For the longest time, the life of a lawyer’s cease and desist letter was an unpleasant one. For one, the letter was typically written too quickly to allow for important considerations such as, oh, readability and persuasion. And oftentimes, cease and desist letters were full of bluster and, shall we say, questionable assertions of law and fact. But the cruelest injustice for our old pal the cease and desist letter was that it was often banished to a life of loneliness during which it never truly saw the world. While it was being drafted, it probably only jumped from one lawyer’s desk or computer to another lawyer’s desk or computer, with a rare detour to a client’s desk or computer. Once it was sent to its recipient, it likely spent its time in the dark corner of a manila envelope, redweld or email inbox. It was surely an unpleasant life.

But alas, times have changed for our dear friend. In the past few years, lawyers’ cease and desist letters—and responses to the letters—have been much more likely to receive media interest and public interest. Emerging out of the shadows of their drafters and recipients, some cease and desist letters have themselves recently been the stars of news articles and blog posts.

  • In December 2017, Anheuser Busch hired an actor to play a town crier and deliver an oral cease and desist letter in person to a Minneapolis brewery that launched a beer whose name was the tagline of a new Bud Light advertising campaign. The video of the actor’s reading went viral, providing goodwill, publicity and marketing buzz to Anheuser Busch.

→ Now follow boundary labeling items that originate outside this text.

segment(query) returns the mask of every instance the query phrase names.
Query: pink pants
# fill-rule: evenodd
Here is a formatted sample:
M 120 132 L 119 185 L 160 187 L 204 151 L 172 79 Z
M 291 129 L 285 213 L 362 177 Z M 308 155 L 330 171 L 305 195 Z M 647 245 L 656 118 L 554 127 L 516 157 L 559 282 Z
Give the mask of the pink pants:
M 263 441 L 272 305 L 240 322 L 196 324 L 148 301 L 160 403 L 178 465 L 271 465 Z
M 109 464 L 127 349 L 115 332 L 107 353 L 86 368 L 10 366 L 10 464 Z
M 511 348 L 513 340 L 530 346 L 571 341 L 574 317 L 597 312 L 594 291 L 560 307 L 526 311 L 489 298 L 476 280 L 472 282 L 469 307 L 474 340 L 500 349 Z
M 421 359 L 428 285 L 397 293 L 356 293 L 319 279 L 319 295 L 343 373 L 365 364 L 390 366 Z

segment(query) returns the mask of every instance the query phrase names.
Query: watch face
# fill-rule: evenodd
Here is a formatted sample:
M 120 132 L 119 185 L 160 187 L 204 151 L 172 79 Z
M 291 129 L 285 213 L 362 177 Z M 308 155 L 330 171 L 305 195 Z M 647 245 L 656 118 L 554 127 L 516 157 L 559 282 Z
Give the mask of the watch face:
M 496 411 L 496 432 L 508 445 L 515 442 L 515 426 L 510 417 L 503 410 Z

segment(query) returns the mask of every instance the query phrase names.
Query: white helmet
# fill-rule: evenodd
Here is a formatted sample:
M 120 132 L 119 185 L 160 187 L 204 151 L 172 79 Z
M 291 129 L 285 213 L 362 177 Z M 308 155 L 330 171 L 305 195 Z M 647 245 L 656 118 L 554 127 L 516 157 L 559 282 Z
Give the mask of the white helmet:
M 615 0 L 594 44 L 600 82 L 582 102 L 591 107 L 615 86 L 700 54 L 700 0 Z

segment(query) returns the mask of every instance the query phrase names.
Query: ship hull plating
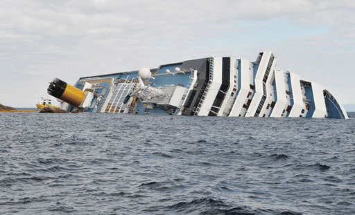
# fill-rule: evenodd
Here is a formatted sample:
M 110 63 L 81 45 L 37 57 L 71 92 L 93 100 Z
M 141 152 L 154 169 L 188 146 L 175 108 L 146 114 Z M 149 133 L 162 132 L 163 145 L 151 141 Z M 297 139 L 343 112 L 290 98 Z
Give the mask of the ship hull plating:
M 268 51 L 260 53 L 253 62 L 207 57 L 81 77 L 75 87 L 67 84 L 51 95 L 64 100 L 61 108 L 69 111 L 83 108 L 97 113 L 348 118 L 329 89 L 292 71 L 275 69 L 276 62 Z

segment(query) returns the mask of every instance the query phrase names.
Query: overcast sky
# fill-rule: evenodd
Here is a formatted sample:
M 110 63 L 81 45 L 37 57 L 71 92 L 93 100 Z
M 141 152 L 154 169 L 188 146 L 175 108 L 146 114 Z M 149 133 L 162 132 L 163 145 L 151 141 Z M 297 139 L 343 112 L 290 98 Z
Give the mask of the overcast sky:
M 209 56 L 254 61 L 355 103 L 355 1 L 0 0 L 0 103 L 34 107 L 58 77 Z

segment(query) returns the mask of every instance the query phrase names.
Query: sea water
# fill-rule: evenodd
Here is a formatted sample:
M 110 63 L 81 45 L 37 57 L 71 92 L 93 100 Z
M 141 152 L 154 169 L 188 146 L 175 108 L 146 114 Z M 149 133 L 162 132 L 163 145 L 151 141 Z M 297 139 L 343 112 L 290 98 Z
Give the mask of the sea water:
M 0 214 L 355 214 L 349 120 L 0 113 Z

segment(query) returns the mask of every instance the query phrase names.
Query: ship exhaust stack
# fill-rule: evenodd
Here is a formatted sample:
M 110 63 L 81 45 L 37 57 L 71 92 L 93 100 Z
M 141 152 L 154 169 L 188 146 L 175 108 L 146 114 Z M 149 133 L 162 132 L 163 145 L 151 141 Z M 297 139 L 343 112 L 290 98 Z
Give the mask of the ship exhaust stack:
M 47 91 L 49 95 L 75 106 L 79 106 L 85 97 L 84 91 L 58 78 L 50 83 Z

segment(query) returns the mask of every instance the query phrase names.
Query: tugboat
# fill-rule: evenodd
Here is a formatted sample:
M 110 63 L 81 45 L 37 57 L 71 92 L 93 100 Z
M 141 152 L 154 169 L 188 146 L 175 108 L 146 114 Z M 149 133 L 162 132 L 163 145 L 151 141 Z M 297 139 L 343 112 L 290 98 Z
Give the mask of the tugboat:
M 43 97 L 41 97 L 40 100 L 38 100 L 38 102 L 36 104 L 36 106 L 37 109 L 42 109 L 45 106 L 53 106 L 58 108 L 58 106 L 52 105 L 52 102 L 51 100 L 45 100 L 43 98 Z

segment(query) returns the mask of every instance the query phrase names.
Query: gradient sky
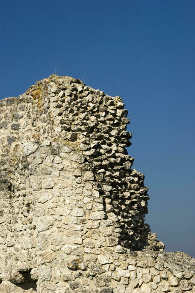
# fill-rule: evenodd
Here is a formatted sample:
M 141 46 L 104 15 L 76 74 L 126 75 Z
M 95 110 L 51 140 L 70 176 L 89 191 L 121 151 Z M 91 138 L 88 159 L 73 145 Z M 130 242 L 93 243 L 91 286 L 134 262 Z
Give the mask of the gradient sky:
M 195 257 L 195 1 L 17 0 L 0 11 L 0 98 L 56 73 L 123 99 L 146 222 Z

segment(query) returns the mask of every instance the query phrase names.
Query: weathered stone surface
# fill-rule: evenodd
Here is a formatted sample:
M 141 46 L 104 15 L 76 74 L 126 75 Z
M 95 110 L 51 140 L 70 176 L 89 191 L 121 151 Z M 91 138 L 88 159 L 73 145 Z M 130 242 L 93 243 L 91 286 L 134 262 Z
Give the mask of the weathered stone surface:
M 194 291 L 194 259 L 145 223 L 124 106 L 55 75 L 0 101 L 1 292 Z

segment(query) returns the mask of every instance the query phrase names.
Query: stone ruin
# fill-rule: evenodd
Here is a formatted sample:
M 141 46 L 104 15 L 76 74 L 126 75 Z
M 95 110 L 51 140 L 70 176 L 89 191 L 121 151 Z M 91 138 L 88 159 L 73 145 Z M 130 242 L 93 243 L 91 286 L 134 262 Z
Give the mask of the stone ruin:
M 0 101 L 0 292 L 195 292 L 144 222 L 124 106 L 55 75 Z

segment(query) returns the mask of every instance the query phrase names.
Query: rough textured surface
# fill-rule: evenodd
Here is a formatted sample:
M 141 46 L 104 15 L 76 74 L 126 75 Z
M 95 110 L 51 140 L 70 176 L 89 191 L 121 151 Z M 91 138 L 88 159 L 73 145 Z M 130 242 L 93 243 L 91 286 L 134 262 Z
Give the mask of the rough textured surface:
M 127 111 L 54 75 L 0 101 L 0 291 L 194 292 L 194 259 L 144 222 Z

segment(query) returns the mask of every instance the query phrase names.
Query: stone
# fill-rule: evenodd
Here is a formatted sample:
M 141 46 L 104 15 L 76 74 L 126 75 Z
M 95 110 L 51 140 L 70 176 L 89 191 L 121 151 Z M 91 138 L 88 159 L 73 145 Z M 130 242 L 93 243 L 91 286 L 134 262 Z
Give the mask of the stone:
M 24 144 L 24 151 L 27 156 L 35 152 L 38 148 L 38 146 L 31 141 Z
M 169 280 L 171 286 L 178 286 L 179 282 L 178 279 L 176 277 L 170 277 Z
M 94 176 L 91 171 L 86 171 L 84 173 L 83 179 L 84 181 L 94 180 Z
M 75 216 L 77 217 L 83 217 L 85 213 L 82 209 L 75 208 L 71 211 L 71 214 L 72 216 Z
M 104 212 L 92 212 L 90 214 L 89 219 L 91 220 L 101 220 L 105 218 Z
M 194 274 L 194 273 L 189 271 L 185 271 L 184 272 L 184 277 L 186 279 L 190 279 Z
M 39 266 L 39 280 L 42 282 L 50 281 L 51 277 L 51 268 L 43 265 Z
M 52 198 L 52 194 L 49 192 L 37 192 L 35 197 L 35 202 L 44 203 Z
M 98 261 L 101 265 L 105 265 L 106 263 L 109 263 L 111 262 L 110 260 L 109 256 L 101 255 L 98 257 Z
M 83 163 L 85 160 L 85 157 L 82 154 L 79 153 L 73 152 L 71 154 L 70 159 L 72 161 L 78 162 L 80 164 Z
M 160 275 L 156 275 L 156 276 L 155 276 L 153 277 L 153 282 L 155 284 L 158 284 L 158 283 L 159 283 L 160 281 L 161 277 Z
M 170 291 L 169 283 L 167 281 L 162 281 L 159 283 L 159 286 L 162 291 L 164 292 L 168 292 Z
M 127 249 L 120 245 L 117 245 L 114 251 L 115 252 L 118 252 L 118 253 L 123 253 L 126 252 Z
M 9 280 L 14 284 L 23 283 L 25 281 L 25 279 L 22 274 L 19 272 L 16 271 L 12 274 Z
M 190 282 L 193 285 L 195 285 L 195 276 L 194 276 L 190 280 Z
M 86 270 L 87 267 L 87 264 L 82 257 L 77 257 L 68 261 L 67 266 L 70 268 L 82 271 Z
M 151 293 L 152 292 L 150 287 L 147 284 L 142 284 L 140 289 L 143 293 Z
M 180 288 L 182 290 L 188 291 L 192 289 L 191 284 L 187 280 L 182 280 L 180 284 Z
M 194 291 L 194 259 L 145 222 L 124 107 L 55 74 L 0 100 L 1 292 Z
M 121 277 L 124 277 L 125 278 L 129 278 L 130 276 L 129 272 L 127 270 L 123 270 L 122 268 L 117 268 L 116 270 Z
M 144 283 L 149 283 L 152 280 L 152 277 L 149 274 L 144 274 L 143 275 L 143 281 Z

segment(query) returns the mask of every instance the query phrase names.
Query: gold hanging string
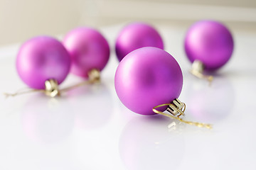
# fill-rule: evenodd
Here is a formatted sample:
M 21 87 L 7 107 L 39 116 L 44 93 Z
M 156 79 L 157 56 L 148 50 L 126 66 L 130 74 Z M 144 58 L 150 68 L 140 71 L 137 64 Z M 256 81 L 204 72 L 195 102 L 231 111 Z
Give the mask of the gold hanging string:
M 4 93 L 4 95 L 8 98 L 10 96 L 14 97 L 18 95 L 29 94 L 33 92 L 43 92 L 47 96 L 50 97 L 55 97 L 55 96 L 60 96 L 63 92 L 73 89 L 77 87 L 80 87 L 86 84 L 90 84 L 99 82 L 100 80 L 100 72 L 98 69 L 92 69 L 88 73 L 88 80 L 76 84 L 75 85 L 64 88 L 63 89 L 58 89 L 57 81 L 54 79 L 50 79 L 46 81 L 46 89 L 26 89 L 25 91 L 17 91 L 14 94 Z
M 159 108 L 159 107 L 166 106 L 170 106 L 173 105 L 172 103 L 165 103 L 165 104 L 159 105 L 159 106 L 156 106 L 154 107 L 152 110 L 153 110 L 153 111 L 154 113 L 156 113 L 157 114 L 165 115 L 165 116 L 169 117 L 170 118 L 176 119 L 176 120 L 179 120 L 179 121 L 181 121 L 182 123 L 186 123 L 186 124 L 188 124 L 188 125 L 196 125 L 196 126 L 199 127 L 199 128 L 208 128 L 208 129 L 212 129 L 213 128 L 212 125 L 210 125 L 210 124 L 187 121 L 187 120 L 184 120 L 182 118 L 180 118 L 181 115 L 184 115 L 183 112 L 185 111 L 185 109 L 186 109 L 185 103 L 182 103 L 183 104 L 183 107 L 182 107 L 181 108 L 177 110 L 176 116 L 172 115 L 171 114 L 168 114 L 168 113 L 164 113 L 164 112 L 161 112 L 161 111 L 159 111 L 159 110 L 156 110 L 156 108 Z
M 192 69 L 190 70 L 190 72 L 199 79 L 206 79 L 208 81 L 209 85 L 210 86 L 211 82 L 213 80 L 213 76 L 203 74 L 203 69 L 204 66 L 203 62 L 199 60 L 195 60 L 192 64 Z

  • In September 2017, Netflix’s in-house legal counsel was publicly lauded for the company’s cease and desist letter targeting a Chicago pop-up bar whose theme was based on a popular Netflix program. The letter was written with a gentle tone and included a number of references to that very program.
  • That same month, a New Jersey restaurant group responded to a cease and desist letter from a “certain unnamed chicken brand” by renaming its “Chick Philly” sandwich the “Cease and Desist,” and serving the sandwich in a wrapper that displayed snippets of the original letter.

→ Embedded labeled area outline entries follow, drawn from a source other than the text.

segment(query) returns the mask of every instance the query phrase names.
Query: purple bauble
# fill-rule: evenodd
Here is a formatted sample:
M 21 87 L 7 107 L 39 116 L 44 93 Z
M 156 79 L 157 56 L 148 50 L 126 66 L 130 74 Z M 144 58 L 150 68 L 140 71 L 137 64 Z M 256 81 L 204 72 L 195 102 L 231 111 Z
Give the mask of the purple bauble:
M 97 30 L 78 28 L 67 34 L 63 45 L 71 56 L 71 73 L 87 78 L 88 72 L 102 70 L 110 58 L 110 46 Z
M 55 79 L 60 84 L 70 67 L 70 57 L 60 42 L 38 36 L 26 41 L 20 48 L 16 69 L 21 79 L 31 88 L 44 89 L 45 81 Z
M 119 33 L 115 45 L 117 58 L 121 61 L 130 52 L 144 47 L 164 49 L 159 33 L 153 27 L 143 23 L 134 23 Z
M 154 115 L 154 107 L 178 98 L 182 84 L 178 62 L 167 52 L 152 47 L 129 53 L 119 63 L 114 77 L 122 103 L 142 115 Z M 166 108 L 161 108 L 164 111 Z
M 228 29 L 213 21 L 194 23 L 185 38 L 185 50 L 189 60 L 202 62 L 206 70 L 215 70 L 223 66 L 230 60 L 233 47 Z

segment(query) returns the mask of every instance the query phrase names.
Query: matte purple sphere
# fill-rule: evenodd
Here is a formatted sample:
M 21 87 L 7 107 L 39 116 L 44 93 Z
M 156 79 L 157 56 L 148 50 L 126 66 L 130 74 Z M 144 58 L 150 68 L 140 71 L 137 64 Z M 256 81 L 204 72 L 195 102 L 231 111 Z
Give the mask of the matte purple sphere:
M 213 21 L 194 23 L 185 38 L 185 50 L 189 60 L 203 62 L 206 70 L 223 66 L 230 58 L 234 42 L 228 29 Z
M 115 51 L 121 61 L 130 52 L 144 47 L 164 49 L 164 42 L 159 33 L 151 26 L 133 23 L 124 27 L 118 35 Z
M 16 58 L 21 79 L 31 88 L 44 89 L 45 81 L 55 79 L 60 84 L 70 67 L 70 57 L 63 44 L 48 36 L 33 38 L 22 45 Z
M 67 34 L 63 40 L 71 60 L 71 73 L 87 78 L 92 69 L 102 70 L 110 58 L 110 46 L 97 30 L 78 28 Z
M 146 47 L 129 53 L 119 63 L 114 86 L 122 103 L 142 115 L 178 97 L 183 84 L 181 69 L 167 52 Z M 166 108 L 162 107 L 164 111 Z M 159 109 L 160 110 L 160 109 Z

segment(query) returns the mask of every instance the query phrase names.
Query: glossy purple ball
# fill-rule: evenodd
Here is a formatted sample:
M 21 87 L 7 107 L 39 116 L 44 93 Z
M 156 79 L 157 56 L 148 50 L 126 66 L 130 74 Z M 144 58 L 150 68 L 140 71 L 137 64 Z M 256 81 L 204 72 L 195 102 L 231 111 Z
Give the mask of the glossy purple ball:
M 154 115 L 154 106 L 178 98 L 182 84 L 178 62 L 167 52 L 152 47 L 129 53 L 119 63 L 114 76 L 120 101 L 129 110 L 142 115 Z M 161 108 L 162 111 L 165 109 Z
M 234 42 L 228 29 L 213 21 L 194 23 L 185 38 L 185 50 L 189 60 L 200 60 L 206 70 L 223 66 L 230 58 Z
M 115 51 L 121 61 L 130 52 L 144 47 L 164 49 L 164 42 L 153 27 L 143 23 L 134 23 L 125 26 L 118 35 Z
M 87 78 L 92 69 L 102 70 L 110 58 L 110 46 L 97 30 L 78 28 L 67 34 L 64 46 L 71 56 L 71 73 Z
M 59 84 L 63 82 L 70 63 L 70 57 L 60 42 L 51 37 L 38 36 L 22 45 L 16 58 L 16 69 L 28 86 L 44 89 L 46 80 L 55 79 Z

  • In October 2016, The New York Times responded to a cease and desist letter written by a lawyer for Donald Trump concerning a recently published article about accusations of inappropriate sexual touching on the part of Trump. The newspaper’s response was widely circulated on the internet, in part because of memorable sentences such as “Nothing in our article has had the slightest effect on the reputation that Trump, through his own words and actions, has already created for himself.”